Not convinced by this reply, the court categorically ruled that no prisoner, whether convicted or undertrial, should be handcuffed by the police except after receiving permission from a magistrate.
The court also made it clear the magistrate could not issue such permission in a mechanical manner: there must be overwhelming evidence that there was no other way to keep the accused from escaping.
The court said:
“Save in rare cases of concrete proof regarding proneness of the prisoner to violence, his tendency to escape, he being so dangerous/desperate and the finding that no other practical way of forbidding escape is available, the Magistrate may grant permission to handcuff the prisoner.”
Guidelines violated
Lawyers and human rights activists say that despite such rulings, handcuffs continued to be abused by police forces across the country. In fact, courts have even fined police officers for violating the guidelines issued by the Supreme Court.
V Suresh, lawyer and national general secretary of the People’s Union of Civil Liberties, who has argued several cases in which police had handcuffed prisoners illegally, said in the Delhi riots case, the idea seems to be to overcome the weakness of the case itself by playing with optics.

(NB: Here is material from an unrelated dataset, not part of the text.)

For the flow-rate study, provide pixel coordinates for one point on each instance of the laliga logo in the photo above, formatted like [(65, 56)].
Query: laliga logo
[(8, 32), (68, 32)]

“The attempt was clearly to project Umar Khalid and Khalid Saifi as dangerous criminals even as the Delhi police is struggling to prosecute the case,” he said.
Suresh pointed out that a common person does not understand the nuances of evidence. But when an accused is handcuffed and paraded before cameras, an opinion is entrenched that they must be dangerous criminals.
The other reason for handcuffing prisoners is to pressurise the court itself. “Judges are not totally immune to this game of perception,” Suresh noted. “Sometimes, the police seek handcuffing just to indicate to the court that it is dealing with really dangerous criminals.”